Big Oil isn't ready to cede the automotive market to companies like Tesla. After all, vehicle electrification poses a potential threat to their business. Just how serious is that threat? Wood Mackenzie, one of the world’s most influential oil consultancies, forecasts (via Financial Times) that oil demand will peak within 20 years due to a "tectonic" shift in the transport sector as electric vehicles gain traction.

Above: A Tesla parked in front of oil wells (Image: Tesla Owner)

Some oil companies, like Shell and BP, have started to pivot in order to address these changes.
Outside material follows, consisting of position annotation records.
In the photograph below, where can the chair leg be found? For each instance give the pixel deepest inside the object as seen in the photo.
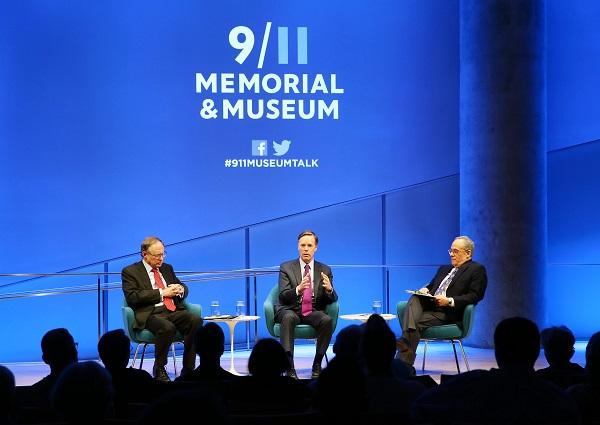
(174, 358)
(137, 347)
(143, 353)
(464, 355)
(455, 355)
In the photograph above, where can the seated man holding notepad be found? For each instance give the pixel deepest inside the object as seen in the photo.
(452, 288)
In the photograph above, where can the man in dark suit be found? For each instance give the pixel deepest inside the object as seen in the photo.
(305, 290)
(450, 291)
(156, 296)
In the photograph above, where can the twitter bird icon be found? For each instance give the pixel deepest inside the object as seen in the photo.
(281, 148)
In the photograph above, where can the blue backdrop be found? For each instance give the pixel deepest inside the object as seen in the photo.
(106, 137)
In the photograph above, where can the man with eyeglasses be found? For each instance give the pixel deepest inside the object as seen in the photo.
(452, 288)
(156, 296)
They've begun to embrace an "energy transition" and, in some cases, even bet on electric vehicle charging. However, the Financial Times notes that others, like Saudi Aramco, have grown "more hesitant... [and] have pushed back against the idea that demand for their primary products could stop growing."

Furthermore, according to the Wall Street Journal, Saudi Aramco is "trying to protect its market share by slowing a potential exodus to electric vehicles." How? It's reported that, "the world’s largest oil company has 30 engineers working away in [a] Detroit suburb on a project that sounds counterintuitive: an engine that burns less oil."

Above: At this year's Detroit Auto Show, CNET reported on a prototype Achates engine that Aramco plans to test in a fleet of its vehicles (Youtube: Roadshow)

It turns out that Saudi Aramco is working to "build better combustion engines as electric cars threaten market share of vehicles running on gas [and] diesel." To that end, "David Cleary, head of Saudi Aramco’s Detroit Research Center, said the company’s goal with its research is to preserve the market for fuel." 

Mr. Cleary says, "We are trying to get technology into production, and we want to be very fast." In response to Saudi Aramco's efforts, oil economist Phil Verleger notes, "If they can make engines more efficient, they can slow the loss of market share."

Above: A look at the internal combustion engine (Image: Wikipedia Commons)

“Why is this the right thing to do?” asked Mr. Cleary rhetorically. “We are going to be using internal combustion engines. Let’s make them better.”